A proposal by a far-right politician in Australia seeks to ban anything that would “promote” so-called “gender fluidity” or “sexuality” in education. It is currently under consideration by the New South Wales government, and during hearings for the bill, several anti-trans “experts” testified. But an actual expert on the health and education of trans people did also.

Teddy Cook is a health educator and leading advocate for trans people and trans equity in health with “over 15 years of experience in community health and non-government sectors.” Oh, and he is also an actual trans person.

Related: Parents held two separate funerals for trans teen because his father wanted to deadname him

The proposal, which is an amendment to the territory’s existing education laws, seeks “to prohibit the teaching of the ideology of gender fluidity to children in schools,” defining “gender fluidity” as “a belief there is a difference between biological sex… and human gender.” If passed, that could outlaw mention, acceptance, or even acknowledgement that a student can be a gender different from their gender assigned at birth, or that gender and sex are different.

It also seeks “to clarify” that parents are responsible for a child’s “understanding of [their] personal identity, including in relation to gender and sexuality,” not a school. The legal definition of each governing body in education would be prohibited from going against a parent’s desires gender norms, and acknowledgement of anything other than heterosexuality may not be allowed.

The proposal was introduced by Mark Latham, a member of Parliament’s upper house, the Legislative Council. The Council held two days of hearings, overseen by Latham, on the proposal.

Enter Cook, who is currently the acting director of Community Health & Regional Services at the AIDS Council of New South Wales (ACON), the Vice President of the Australian Professional Association for Trans Health (AusPATH), and an adjunct lecturer at the Kirby Institute, the government-funded medical association at the University of New South Wales.

ACON denotes him as someone who “specialises in community development, health promotion and program delivery” and “a proud man of trans experience.”

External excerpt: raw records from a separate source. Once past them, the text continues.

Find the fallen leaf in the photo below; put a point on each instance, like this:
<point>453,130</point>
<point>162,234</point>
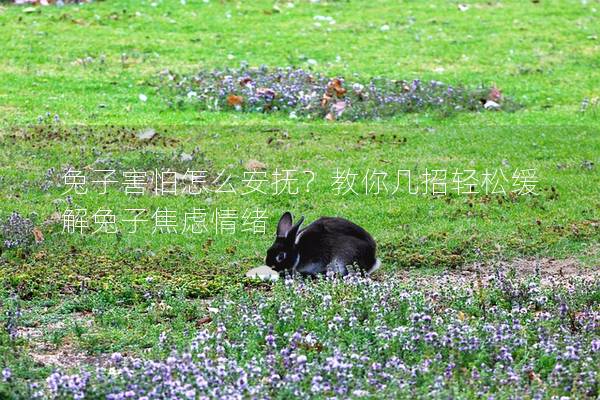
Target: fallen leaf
<point>204,320</point>
<point>234,100</point>
<point>38,235</point>
<point>335,85</point>
<point>255,165</point>
<point>339,108</point>
<point>495,94</point>
<point>146,134</point>
<point>491,105</point>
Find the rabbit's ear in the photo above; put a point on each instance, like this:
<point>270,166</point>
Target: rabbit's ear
<point>294,230</point>
<point>284,225</point>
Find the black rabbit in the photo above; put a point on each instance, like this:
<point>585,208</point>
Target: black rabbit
<point>328,244</point>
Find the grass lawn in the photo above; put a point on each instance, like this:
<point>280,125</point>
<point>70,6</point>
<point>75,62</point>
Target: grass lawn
<point>79,84</point>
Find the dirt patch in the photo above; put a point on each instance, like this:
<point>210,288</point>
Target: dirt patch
<point>66,354</point>
<point>550,270</point>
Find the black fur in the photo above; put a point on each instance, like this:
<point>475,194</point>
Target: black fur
<point>326,244</point>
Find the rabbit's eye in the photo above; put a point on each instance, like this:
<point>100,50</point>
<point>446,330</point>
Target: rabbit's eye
<point>280,257</point>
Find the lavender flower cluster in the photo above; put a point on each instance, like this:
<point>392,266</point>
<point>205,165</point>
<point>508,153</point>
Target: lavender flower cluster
<point>302,93</point>
<point>17,231</point>
<point>356,338</point>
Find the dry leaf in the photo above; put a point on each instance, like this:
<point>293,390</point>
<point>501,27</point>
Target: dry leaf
<point>495,94</point>
<point>339,108</point>
<point>234,100</point>
<point>204,320</point>
<point>335,85</point>
<point>38,235</point>
<point>254,165</point>
<point>325,100</point>
<point>245,81</point>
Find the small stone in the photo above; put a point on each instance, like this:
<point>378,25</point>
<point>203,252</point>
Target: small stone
<point>146,135</point>
<point>491,105</point>
<point>264,273</point>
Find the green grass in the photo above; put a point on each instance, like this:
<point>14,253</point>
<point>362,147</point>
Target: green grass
<point>544,55</point>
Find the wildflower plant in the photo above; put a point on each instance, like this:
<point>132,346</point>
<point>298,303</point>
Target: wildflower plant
<point>355,337</point>
<point>17,231</point>
<point>302,93</point>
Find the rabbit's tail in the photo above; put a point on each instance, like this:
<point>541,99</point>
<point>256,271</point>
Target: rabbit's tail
<point>375,266</point>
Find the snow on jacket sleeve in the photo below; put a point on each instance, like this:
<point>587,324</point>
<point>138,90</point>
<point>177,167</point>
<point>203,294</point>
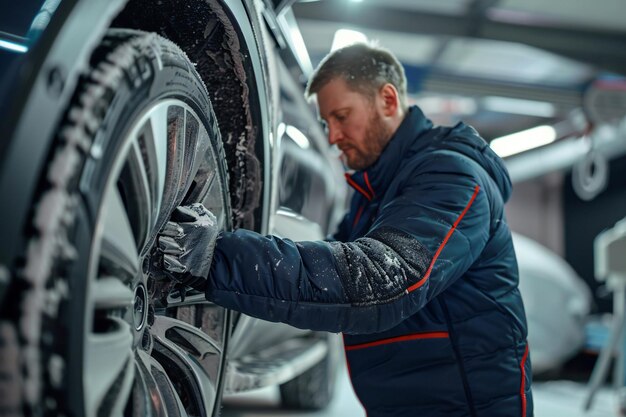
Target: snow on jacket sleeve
<point>421,242</point>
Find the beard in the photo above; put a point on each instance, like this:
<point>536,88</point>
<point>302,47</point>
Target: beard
<point>376,138</point>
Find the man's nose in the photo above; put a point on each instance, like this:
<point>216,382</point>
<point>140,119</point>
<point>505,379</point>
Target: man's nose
<point>334,135</point>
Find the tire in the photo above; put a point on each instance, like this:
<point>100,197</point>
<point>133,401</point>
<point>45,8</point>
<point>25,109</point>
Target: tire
<point>314,389</point>
<point>92,331</point>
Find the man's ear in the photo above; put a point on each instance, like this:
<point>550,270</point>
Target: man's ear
<point>390,99</point>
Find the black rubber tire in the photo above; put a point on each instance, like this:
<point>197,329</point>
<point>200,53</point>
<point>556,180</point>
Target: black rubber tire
<point>315,388</point>
<point>43,327</point>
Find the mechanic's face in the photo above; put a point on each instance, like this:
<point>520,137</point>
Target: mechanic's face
<point>354,123</point>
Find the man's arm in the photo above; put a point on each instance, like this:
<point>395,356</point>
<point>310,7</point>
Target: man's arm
<point>419,245</point>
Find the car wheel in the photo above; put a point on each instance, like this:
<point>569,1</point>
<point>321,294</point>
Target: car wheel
<point>314,389</point>
<point>90,328</point>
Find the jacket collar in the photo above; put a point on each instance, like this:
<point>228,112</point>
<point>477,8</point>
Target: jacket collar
<point>371,181</point>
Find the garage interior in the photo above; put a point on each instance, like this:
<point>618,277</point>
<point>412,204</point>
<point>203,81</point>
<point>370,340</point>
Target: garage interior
<point>548,75</point>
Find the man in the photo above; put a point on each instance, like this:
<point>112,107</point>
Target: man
<point>422,279</point>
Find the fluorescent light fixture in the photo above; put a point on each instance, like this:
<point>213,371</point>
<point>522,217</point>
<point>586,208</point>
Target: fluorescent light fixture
<point>519,106</point>
<point>523,141</point>
<point>298,137</point>
<point>346,37</point>
<point>12,46</point>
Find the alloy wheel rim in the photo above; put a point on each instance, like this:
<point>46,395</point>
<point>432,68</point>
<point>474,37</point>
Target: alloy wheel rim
<point>133,353</point>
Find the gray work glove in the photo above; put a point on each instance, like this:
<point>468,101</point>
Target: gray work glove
<point>186,245</point>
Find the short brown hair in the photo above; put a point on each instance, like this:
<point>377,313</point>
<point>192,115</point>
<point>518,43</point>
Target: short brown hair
<point>364,67</point>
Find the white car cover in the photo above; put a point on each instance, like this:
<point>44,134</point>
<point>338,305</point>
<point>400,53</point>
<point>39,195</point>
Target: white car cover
<point>557,303</point>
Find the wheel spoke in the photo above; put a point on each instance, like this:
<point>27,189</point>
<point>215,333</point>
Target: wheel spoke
<point>159,122</point>
<point>191,357</point>
<point>109,368</point>
<point>155,389</point>
<point>119,249</point>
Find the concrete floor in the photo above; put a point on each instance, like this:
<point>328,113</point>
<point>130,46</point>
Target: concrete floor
<point>552,399</point>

Cook’s testimony had to contrast that of several anti-trans advocates, including representatives of anti-LGBTQ groups like the Australian Christian Lobby and Save Women’s Sport Australasia, and Catholic schools in New South Wales. The actual Catholic diocese for the territory was denied an appearance, and the Catholic Church is divided over the topic of supporting the bill.

Then came Cook.

 

Cook opened his testimony with a powerful opening statement. “I am also really grateful for the opportunity to speak as an adult who was once a trans child,” he told those at the hearing. “It is often the case that people who are most affected often are given the least opportunities to speak, and even if my voice shakes, that is OK because I am still here.”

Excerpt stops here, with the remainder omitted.